Where problems might begin to occur is if that large filesystem builds up enough files and directories to get to the insanely big ranges. I'm talking 20 million files and directories or more levels. At that point the MFT is likely to be pretty fragmented and on RAM constrained servers that might start to introduce some directory-display performance issues. Actual access to files should not be affected, just fileOpen() and directory scanning operations.
Is it a real possibility? Yes, but the effect also holds true for similarly large filesystems on other platforms and for the same reason. Also, the operations most impacted by the performance drop may not even be the ones you're worried about. Since this sounds like a new setup, it doesn't sound like you'll be using this 10TB on a server with only 1GB of RAM so you shouldn't have to worry.

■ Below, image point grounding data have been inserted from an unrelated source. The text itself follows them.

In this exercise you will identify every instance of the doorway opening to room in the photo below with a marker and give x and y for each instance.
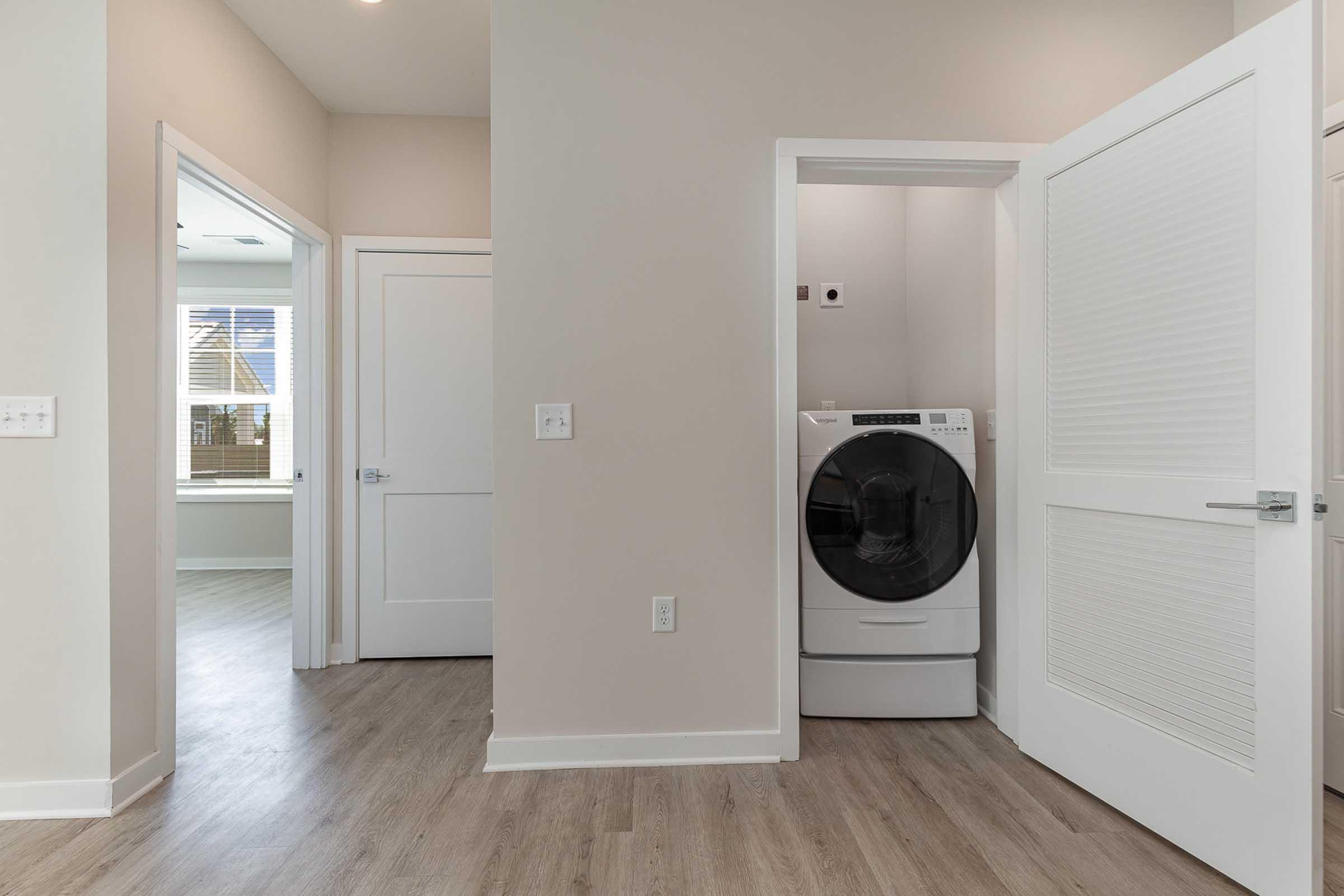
(241, 440)
(234, 464)
(898, 260)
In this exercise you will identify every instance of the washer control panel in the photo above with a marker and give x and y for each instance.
(949, 422)
(886, 419)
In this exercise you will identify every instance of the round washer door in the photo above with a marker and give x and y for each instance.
(892, 516)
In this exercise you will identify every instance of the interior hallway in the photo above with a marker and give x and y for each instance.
(367, 780)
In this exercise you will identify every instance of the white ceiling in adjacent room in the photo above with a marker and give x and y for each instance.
(397, 57)
(213, 230)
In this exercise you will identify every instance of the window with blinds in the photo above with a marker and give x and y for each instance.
(236, 395)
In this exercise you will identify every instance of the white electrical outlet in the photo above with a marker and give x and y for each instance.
(554, 422)
(29, 417)
(664, 614)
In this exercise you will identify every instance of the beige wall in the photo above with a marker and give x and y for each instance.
(852, 355)
(951, 340)
(54, 496)
(264, 276)
(633, 217)
(194, 65)
(226, 533)
(400, 176)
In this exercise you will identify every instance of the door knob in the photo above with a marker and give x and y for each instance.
(1269, 506)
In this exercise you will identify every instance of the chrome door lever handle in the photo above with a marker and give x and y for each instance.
(1269, 506)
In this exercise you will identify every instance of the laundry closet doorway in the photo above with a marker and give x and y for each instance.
(1159, 394)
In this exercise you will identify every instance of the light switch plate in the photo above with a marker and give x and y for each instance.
(29, 417)
(554, 422)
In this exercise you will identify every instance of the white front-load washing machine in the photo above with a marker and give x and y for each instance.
(890, 577)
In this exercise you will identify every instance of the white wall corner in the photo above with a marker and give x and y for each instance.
(26, 800)
(138, 781)
(988, 703)
(596, 752)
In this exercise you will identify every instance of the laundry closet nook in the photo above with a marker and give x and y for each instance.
(895, 382)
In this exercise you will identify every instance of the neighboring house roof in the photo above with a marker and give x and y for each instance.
(214, 335)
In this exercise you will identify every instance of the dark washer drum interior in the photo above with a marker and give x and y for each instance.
(892, 516)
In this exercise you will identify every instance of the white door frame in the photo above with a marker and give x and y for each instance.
(351, 248)
(894, 163)
(311, 293)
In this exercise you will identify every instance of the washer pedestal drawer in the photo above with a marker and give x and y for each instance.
(894, 633)
(888, 688)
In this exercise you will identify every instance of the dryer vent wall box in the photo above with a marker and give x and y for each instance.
(554, 422)
(29, 417)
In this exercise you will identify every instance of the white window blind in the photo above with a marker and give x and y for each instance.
(236, 395)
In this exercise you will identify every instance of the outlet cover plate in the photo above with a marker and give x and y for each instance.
(664, 614)
(29, 417)
(554, 422)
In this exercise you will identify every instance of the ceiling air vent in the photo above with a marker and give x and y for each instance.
(245, 240)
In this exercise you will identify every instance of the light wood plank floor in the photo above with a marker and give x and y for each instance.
(367, 780)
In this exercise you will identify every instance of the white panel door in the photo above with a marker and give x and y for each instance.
(1168, 284)
(425, 441)
(1335, 461)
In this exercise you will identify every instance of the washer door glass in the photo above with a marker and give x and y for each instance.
(892, 516)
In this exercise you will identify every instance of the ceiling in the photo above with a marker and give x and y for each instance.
(207, 225)
(398, 57)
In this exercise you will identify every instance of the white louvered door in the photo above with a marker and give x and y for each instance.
(1170, 654)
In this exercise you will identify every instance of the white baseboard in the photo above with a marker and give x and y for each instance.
(236, 563)
(988, 703)
(138, 781)
(593, 752)
(24, 800)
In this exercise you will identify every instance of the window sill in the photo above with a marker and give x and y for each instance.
(218, 494)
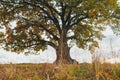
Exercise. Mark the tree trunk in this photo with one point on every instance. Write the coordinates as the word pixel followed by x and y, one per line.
pixel 63 51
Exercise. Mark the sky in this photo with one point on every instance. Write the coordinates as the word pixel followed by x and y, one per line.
pixel 49 55
pixel 80 55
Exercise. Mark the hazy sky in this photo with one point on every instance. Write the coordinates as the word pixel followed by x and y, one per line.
pixel 76 53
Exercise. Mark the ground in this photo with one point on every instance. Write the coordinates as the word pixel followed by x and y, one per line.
pixel 59 72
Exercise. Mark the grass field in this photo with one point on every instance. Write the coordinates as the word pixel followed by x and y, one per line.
pixel 60 72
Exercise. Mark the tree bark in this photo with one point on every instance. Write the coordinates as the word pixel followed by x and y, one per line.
pixel 63 51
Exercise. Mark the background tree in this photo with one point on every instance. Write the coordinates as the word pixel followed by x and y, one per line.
pixel 57 23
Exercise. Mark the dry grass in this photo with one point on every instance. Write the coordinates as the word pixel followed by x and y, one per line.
pixel 58 72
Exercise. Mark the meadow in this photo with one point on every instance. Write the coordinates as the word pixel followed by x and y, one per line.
pixel 82 71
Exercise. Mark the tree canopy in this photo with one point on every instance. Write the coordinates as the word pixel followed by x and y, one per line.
pixel 57 23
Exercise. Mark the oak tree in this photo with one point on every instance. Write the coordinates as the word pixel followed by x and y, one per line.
pixel 57 23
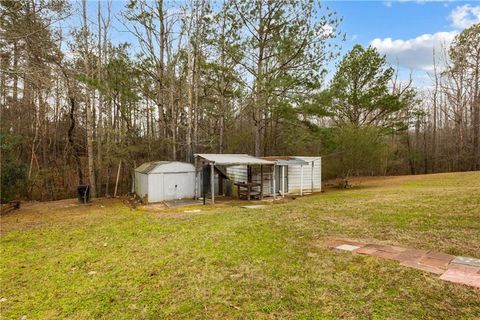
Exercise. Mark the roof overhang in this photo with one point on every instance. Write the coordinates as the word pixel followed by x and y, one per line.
pixel 286 161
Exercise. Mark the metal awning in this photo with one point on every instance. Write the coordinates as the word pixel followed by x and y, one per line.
pixel 286 161
pixel 149 166
pixel 233 159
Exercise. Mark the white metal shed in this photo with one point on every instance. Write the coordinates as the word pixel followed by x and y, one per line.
pixel 165 180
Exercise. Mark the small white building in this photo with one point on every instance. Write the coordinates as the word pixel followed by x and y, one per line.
pixel 165 180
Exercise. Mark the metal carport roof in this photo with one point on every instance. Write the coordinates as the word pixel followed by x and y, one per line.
pixel 233 159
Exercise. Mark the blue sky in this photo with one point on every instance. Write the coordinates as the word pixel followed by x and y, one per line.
pixel 406 31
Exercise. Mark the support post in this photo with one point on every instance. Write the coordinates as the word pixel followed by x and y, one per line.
pixel 212 181
pixel 273 181
pixel 301 180
pixel 195 194
pixel 313 164
pixel 118 177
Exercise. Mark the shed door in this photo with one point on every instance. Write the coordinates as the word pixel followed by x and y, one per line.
pixel 174 185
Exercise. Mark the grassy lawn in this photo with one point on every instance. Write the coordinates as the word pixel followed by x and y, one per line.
pixel 107 261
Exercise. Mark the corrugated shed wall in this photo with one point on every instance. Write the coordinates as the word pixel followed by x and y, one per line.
pixel 155 187
pixel 294 177
pixel 141 184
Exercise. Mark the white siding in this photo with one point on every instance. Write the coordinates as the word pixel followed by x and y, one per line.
pixel 294 176
pixel 237 173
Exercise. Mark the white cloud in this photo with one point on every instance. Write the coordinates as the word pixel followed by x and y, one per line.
pixel 416 53
pixel 465 16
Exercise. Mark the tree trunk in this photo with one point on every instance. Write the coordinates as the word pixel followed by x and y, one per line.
pixel 89 124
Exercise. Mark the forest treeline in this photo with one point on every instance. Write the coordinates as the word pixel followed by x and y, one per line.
pixel 202 76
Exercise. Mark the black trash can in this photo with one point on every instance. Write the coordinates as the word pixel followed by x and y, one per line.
pixel 83 194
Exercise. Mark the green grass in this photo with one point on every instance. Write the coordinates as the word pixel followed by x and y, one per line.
pixel 94 262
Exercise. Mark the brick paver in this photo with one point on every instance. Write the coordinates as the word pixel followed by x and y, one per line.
pixel 463 270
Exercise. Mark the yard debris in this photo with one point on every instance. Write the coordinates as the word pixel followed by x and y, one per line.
pixel 12 205
pixel 347 247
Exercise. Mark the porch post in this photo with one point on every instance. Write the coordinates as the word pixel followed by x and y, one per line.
pixel 301 180
pixel 273 180
pixel 320 167
pixel 212 181
pixel 261 181
pixel 313 163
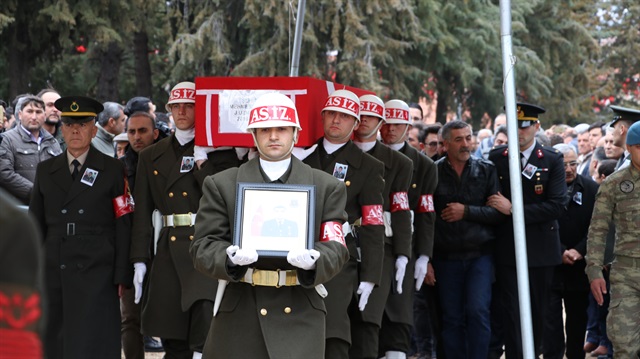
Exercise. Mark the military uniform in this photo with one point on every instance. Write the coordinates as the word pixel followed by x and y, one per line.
pixel 397 178
pixel 618 202
pixel 365 185
pixel 260 321
pixel 21 286
pixel 87 254
pixel 544 197
pixel 172 285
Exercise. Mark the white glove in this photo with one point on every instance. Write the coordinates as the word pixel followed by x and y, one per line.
pixel 139 270
pixel 401 267
pixel 241 257
pixel 421 270
pixel 364 290
pixel 303 258
pixel 301 153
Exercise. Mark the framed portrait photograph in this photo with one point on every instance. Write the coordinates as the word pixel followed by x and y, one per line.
pixel 274 218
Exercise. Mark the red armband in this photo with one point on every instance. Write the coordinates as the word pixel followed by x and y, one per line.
pixel 123 204
pixel 332 231
pixel 372 215
pixel 399 202
pixel 426 204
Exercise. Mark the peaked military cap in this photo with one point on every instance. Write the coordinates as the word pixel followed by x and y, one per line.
pixel 78 109
pixel 528 114
pixel 623 113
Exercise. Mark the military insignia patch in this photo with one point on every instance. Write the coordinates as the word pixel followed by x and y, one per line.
pixel 626 186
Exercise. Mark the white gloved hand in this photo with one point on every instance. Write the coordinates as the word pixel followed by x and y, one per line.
pixel 401 268
pixel 241 257
pixel 364 289
pixel 139 270
pixel 302 153
pixel 303 258
pixel 421 270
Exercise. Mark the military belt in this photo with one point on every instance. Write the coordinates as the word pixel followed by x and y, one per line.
pixel 179 220
pixel 627 261
pixel 271 278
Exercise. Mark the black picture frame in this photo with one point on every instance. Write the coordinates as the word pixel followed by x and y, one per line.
pixel 274 218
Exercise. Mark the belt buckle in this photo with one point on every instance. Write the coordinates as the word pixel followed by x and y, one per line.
pixel 182 220
pixel 71 229
pixel 266 278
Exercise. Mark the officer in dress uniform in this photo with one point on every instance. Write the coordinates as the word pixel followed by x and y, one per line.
pixel 544 194
pixel 395 334
pixel 397 178
pixel 618 203
pixel 271 307
pixel 365 185
pixel 81 202
pixel 177 300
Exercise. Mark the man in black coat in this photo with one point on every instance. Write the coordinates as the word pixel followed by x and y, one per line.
pixel 570 282
pixel 544 195
pixel 81 203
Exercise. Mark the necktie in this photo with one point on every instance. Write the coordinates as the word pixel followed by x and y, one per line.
pixel 76 166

Where the worry about size came from is likely WinNT and Win2K era, when MBR limitations made large volumes tricky to create. Such needed some trickery to address all of that, and in the era the trickery had a cost. This magnified the lots of little files performance penalty. GPT doesn't have this problem. GPT volumes were first in Windows 2003, but their newness meant conservative sysadmins didn't use them much at first.
Old attitudes die hard, sometimes. Especially if there is trauma reinforcing them.